When RIMM stopped being an obvious short, it became nothing more than --
using Doug Kass's words
-- "a trading sardine."
If you caught the double on this thing, you weren't good or smart, you were lucky. You played with fire and you didn't get burned. Try doing that as a strategy -- buying dogs and calling them value plays -- and you'll lose your bum on some of the greatest sucker stocks of years' past.
The opposite of RIMM -- AMZN.
The market reacts however it reacts to an Amazon earnings report. Up initially. Down initially. It really doesn't matter. If you buy just a few shares of this stock, from time to time, on the dips, you -- at least historically -- have become wealthier for your troubles.

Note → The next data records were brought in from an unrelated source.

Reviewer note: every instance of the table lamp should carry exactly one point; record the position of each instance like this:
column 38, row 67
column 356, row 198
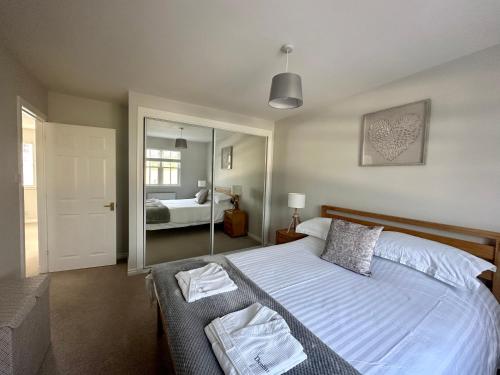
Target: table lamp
column 236, row 191
column 295, row 201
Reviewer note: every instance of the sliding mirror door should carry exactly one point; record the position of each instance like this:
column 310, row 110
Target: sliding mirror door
column 239, row 173
column 177, row 206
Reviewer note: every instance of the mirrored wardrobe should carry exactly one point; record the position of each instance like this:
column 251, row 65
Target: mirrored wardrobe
column 204, row 191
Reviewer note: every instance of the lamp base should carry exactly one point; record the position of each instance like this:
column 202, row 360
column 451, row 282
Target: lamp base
column 295, row 221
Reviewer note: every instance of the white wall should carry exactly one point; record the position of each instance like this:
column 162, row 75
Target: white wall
column 14, row 81
column 317, row 153
column 249, row 171
column 74, row 110
column 193, row 166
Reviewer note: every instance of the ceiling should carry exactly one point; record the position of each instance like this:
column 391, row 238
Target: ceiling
column 171, row 130
column 168, row 129
column 223, row 53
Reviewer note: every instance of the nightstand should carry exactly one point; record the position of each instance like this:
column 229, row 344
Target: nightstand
column 235, row 223
column 283, row 236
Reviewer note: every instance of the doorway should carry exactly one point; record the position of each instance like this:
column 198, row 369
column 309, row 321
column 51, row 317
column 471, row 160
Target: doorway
column 30, row 193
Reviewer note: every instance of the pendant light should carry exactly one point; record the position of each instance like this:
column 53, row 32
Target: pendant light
column 286, row 88
column 180, row 142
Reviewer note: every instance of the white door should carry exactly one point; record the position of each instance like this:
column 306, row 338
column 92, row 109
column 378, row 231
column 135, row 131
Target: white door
column 81, row 190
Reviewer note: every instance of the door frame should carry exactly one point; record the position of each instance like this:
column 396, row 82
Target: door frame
column 40, row 181
column 136, row 173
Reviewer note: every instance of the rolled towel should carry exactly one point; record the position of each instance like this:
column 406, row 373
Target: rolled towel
column 204, row 282
column 255, row 340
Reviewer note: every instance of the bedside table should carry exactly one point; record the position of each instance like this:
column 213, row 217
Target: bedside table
column 235, row 223
column 283, row 236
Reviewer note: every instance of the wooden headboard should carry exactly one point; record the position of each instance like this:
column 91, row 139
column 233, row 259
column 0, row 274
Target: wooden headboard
column 490, row 250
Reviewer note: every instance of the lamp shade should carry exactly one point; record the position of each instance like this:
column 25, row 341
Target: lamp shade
column 180, row 143
column 286, row 91
column 296, row 200
column 236, row 189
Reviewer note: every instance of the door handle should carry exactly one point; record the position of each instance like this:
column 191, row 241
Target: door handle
column 111, row 206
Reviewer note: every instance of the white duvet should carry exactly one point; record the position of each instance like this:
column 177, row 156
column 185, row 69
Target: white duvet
column 398, row 321
column 186, row 212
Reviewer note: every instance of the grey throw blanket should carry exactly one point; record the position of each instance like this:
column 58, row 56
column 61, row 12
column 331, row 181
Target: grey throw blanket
column 156, row 212
column 189, row 347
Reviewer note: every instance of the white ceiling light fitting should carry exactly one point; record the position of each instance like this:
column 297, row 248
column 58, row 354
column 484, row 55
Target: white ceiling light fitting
column 181, row 142
column 286, row 88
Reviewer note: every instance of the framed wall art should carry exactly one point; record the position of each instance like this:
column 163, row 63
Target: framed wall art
column 396, row 136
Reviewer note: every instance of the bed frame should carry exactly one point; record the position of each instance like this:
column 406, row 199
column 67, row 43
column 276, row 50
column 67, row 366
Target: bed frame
column 489, row 250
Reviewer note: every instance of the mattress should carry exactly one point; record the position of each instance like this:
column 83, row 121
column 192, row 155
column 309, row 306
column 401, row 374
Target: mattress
column 186, row 212
column 398, row 321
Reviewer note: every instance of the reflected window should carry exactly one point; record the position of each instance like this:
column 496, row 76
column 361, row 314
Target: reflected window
column 163, row 167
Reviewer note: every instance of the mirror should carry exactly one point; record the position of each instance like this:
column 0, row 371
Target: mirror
column 177, row 163
column 239, row 184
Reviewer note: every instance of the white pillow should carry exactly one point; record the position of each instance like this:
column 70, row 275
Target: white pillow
column 316, row 227
column 445, row 263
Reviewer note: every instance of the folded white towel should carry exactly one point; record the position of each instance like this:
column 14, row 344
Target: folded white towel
column 255, row 340
column 204, row 282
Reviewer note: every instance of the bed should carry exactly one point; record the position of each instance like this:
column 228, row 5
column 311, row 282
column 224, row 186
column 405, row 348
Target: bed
column 186, row 212
column 399, row 320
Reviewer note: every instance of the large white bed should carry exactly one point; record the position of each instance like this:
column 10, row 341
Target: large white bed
column 186, row 212
column 398, row 321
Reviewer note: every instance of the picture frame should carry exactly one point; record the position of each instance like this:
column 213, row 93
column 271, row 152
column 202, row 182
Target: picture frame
column 227, row 157
column 395, row 136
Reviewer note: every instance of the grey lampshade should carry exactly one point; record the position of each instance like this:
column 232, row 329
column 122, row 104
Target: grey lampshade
column 180, row 143
column 286, row 91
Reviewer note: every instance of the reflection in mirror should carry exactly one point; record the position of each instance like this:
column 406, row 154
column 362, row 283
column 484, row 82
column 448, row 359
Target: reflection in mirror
column 239, row 184
column 177, row 210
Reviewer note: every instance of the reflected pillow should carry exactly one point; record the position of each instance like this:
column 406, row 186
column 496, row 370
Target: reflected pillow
column 350, row 245
column 201, row 196
column 442, row 262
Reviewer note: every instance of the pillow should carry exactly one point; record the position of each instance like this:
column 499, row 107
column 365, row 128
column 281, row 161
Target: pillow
column 221, row 197
column 316, row 227
column 350, row 245
column 201, row 196
column 442, row 262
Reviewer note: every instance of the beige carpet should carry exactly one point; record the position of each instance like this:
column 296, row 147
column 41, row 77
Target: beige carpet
column 102, row 323
column 173, row 244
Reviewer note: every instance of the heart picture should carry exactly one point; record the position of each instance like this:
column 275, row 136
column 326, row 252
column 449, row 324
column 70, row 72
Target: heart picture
column 392, row 138
column 396, row 136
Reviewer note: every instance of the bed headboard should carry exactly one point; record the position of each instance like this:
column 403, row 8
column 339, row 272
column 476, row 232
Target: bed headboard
column 490, row 250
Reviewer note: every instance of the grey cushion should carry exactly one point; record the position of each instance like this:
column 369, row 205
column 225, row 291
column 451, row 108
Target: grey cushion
column 350, row 245
column 201, row 196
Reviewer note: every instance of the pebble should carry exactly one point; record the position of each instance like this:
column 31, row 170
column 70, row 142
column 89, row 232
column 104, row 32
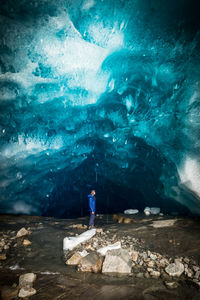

Why? Why does this happen to AMZN?
Because there's very little uncertainty. Yes. Very little uncertainty. The bears, who
do not have the guts to short AMZN
, make you think the sky is falling in Seattle. It's not, man.
I put that lame act to rest Thursday in
Absolutely Devastating News For Amazon?
When Amazon says we're going to lose money -- or some Wall Street analyst hack reduces Kindle Fire sales estimates -- investors do not worry. They support the stock at some relatively modest low. And then they bid it back up, irrespective of what that meaningless price-to-earnings ratio says.
If you have to ask what the P/E is before you buy a stock, you shouldn't be investing. That's right. Those days are long gone, particularly when it comes to names such as Amazon with class A management and a rapid cycle of reinvestment aimed at massive long-term opportunity. If you use the P/E for anything, consider it a gauge of investor confidence that management will execute, keep on delivering revenue and end up long-haul profitable.
It should come as no surprise that AMZN rises on "uncertainty" and RIMM tanks on false optimism. Even though they do not report back-to-back, the two companies provide an instructive comparison case for investors.